Mash's excellent advice is that a first-time dinosaur owner start with a less-difficult species such as Compsognathus or Euparkeria. After succeeding on that level, the adventurous dino-keeper can move up to a Heterodontosaurus, or a Dsungaripterus (a top pterosaur recommendation), or even an Ornithomimus (particularly good for riding). How to Keep Dinosaurs is suitable for trainers at any level, from rank first-timers to safari park owners trying to decide if they're ready to step up to the mighty Brachiosaurus.

The book is divided into eight chapters listing dinosaurs of various types (for beginners, flying pets, security work, eggs and meat, hide and feather, and so on), along with chapters on general dino-raising tips, sicknesses of dinosaurs and their cures, classification charts, and the essential toolkit for dealing with dinos. Particularly welcome in this updated and expanded edition (the first since the 1983 original) are the large photographic illustrations, showing various saurians in their natural state or as adapted to the human world -- I'm particularly fond of the fierce Ornitholestes in his police vest.

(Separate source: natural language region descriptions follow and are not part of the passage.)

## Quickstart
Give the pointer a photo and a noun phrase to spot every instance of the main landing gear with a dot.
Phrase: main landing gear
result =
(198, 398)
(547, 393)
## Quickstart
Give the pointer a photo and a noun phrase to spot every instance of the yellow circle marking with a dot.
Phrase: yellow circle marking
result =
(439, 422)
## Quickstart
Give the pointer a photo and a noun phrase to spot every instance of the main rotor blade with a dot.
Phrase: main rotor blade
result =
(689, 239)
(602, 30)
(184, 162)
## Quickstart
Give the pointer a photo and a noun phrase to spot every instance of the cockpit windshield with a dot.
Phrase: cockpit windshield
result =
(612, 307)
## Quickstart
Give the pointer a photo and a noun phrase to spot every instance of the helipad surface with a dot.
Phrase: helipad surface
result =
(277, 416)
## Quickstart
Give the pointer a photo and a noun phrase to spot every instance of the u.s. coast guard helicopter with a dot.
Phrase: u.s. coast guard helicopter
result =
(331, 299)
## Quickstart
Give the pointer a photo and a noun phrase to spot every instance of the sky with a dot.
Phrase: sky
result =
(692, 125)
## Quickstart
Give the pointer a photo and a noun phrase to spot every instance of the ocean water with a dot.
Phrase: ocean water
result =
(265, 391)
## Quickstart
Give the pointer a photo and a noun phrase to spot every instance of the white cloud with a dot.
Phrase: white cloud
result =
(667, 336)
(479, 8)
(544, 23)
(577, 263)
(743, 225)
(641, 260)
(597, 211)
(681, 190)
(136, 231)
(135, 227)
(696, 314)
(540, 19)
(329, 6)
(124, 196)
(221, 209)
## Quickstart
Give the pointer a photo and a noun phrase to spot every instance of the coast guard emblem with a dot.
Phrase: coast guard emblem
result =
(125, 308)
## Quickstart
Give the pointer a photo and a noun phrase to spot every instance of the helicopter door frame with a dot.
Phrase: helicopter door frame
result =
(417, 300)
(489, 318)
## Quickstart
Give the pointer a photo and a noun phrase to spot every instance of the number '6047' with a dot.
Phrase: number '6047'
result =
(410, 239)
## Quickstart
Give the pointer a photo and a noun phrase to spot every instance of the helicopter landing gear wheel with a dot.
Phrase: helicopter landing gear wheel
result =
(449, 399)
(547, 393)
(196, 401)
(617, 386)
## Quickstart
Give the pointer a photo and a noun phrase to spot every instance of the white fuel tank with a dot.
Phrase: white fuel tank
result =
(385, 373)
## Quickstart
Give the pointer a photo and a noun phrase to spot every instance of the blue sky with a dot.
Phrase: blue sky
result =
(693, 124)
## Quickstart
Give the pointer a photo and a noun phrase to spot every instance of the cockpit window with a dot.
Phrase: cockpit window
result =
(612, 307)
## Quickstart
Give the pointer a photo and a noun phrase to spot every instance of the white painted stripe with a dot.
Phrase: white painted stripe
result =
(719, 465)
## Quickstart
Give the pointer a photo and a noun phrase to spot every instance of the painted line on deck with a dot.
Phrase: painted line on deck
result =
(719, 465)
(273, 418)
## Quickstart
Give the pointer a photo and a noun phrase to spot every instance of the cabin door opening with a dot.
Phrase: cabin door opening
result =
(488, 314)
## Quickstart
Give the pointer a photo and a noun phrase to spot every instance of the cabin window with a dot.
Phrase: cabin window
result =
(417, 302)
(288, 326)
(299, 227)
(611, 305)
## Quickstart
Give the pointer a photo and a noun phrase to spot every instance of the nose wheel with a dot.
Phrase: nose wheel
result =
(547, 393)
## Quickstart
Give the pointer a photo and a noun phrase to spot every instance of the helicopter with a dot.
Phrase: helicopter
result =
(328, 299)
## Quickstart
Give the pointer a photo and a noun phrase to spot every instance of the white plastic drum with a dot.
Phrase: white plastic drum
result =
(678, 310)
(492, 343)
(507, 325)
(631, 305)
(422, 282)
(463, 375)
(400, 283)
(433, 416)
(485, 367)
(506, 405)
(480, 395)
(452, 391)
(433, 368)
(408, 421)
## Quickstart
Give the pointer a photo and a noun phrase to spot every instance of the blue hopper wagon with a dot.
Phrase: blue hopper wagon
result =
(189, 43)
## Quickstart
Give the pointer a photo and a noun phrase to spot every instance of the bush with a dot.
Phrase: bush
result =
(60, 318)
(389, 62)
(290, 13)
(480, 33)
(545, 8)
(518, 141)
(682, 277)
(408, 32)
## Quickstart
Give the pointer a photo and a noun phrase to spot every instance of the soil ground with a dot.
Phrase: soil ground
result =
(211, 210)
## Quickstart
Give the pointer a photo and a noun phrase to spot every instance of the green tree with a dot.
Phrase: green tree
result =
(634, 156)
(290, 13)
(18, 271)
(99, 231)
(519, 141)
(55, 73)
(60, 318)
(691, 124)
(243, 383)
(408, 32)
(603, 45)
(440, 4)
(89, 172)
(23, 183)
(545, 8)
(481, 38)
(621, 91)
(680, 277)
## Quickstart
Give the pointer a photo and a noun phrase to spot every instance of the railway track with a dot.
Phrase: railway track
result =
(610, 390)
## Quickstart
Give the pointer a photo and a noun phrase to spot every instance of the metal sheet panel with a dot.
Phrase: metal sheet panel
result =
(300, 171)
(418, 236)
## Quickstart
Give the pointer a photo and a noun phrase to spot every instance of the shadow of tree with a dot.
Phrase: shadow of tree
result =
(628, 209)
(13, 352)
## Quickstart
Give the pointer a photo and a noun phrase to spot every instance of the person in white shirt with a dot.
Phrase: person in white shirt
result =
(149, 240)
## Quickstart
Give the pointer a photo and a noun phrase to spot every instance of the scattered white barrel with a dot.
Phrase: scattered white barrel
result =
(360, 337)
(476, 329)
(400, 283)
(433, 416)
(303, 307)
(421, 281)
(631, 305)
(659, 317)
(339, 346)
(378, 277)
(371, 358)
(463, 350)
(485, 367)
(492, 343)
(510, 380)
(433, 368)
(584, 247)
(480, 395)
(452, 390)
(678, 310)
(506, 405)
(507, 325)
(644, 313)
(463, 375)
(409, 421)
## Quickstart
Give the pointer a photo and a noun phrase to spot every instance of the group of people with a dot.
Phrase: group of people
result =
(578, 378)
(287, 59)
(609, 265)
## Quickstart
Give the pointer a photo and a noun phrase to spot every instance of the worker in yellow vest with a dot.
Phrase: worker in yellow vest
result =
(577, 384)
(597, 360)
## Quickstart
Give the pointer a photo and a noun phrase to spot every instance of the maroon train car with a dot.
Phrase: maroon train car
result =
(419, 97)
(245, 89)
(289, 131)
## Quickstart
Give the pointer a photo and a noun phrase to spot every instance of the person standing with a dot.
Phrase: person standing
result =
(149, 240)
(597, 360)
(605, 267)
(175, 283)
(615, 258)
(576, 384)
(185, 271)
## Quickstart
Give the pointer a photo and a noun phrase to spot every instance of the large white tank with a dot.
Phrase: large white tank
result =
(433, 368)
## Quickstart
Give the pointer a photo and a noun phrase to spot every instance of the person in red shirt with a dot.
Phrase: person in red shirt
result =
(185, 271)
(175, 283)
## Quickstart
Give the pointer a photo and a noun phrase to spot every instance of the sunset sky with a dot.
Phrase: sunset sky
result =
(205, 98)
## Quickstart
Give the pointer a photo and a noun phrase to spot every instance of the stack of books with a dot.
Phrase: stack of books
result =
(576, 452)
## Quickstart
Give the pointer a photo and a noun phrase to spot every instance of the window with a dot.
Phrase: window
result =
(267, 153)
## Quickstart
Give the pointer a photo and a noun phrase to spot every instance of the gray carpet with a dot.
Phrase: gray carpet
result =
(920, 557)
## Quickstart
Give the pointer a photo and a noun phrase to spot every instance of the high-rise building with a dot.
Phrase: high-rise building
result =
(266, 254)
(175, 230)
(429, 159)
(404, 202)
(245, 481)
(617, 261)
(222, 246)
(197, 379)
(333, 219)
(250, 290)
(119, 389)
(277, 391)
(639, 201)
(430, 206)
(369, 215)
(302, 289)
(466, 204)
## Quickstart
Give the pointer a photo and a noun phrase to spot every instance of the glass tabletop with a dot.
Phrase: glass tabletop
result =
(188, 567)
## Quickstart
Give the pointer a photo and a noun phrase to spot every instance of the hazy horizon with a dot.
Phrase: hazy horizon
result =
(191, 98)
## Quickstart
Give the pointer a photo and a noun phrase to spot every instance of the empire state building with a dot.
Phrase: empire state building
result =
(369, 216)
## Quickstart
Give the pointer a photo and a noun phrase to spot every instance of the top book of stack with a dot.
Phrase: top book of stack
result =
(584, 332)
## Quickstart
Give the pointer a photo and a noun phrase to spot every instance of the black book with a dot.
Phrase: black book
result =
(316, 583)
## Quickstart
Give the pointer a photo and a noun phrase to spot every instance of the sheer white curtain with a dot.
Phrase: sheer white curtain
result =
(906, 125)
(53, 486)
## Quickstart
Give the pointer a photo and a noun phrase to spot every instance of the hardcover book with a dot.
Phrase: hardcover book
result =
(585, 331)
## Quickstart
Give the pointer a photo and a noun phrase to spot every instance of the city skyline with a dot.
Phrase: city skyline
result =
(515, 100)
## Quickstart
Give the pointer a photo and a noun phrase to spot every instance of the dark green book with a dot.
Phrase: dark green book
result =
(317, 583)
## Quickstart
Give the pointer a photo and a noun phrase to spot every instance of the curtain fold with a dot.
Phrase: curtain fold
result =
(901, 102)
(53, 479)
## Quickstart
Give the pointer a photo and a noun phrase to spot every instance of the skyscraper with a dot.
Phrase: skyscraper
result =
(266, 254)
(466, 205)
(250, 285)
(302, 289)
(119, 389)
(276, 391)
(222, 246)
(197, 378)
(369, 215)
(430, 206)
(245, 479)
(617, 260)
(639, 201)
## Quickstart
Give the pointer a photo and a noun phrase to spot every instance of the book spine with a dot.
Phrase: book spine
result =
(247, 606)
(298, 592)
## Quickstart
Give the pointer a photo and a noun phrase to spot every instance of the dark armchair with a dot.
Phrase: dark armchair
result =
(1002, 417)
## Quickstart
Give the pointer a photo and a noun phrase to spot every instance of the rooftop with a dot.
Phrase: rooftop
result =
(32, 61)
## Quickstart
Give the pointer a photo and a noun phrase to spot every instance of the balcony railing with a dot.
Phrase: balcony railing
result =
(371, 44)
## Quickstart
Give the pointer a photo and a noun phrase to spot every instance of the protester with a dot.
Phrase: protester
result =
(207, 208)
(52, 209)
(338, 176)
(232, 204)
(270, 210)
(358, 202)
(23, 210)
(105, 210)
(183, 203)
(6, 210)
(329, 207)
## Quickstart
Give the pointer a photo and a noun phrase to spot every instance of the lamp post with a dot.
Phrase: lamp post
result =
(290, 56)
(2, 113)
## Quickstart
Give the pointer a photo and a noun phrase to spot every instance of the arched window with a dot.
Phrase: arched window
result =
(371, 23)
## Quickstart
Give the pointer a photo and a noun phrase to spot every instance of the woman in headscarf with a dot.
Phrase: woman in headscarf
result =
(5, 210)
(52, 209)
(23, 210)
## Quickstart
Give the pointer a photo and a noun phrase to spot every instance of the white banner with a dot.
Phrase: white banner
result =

Each dinosaur's entry includes a handy set of icons describing its needs and potential problems (some of those icons encode such useful information as "herbivore," "omnivore," "will eat other pets," "likes children," "likes children to eat," "worryingly smart," "worryingly stupid," and "worryingly flatulent"), size and weight comparisons, and detailed notes on their uses, strengths and drawbacks. Additionally, each dino has notes on feeding, housing, breeding and availability.

Quite simply, anyone who hopes to raise or keep a dinosaur needs this book. And even those of us who prefer to keep dinos out of our own homes will find it thoroughly amusing and enlightening. I recommend this book most highly.


Anonymous said...

Why the different covers (i.e., the image at the top of the entry vs. the image on the Amazon link at the bottom of the entry)? British vs. American versions?

Andrew Wheeler said...

I don't know why the covers are different; it looks like variant covers of the same design. That could either mean the one in the small Amazon box was one of several variants, or was the cover on a later printing, or was an early cover design that escaped into the world but wasn't used on the book.

I'm not sure which, but the book I have is from Weidenfeld & Nicolson (a british press), and the Amazon book says it's from W&N as well. But the big bookshot is my scan of the actual bookcover, so I know at least some of the copies of the book had that cover.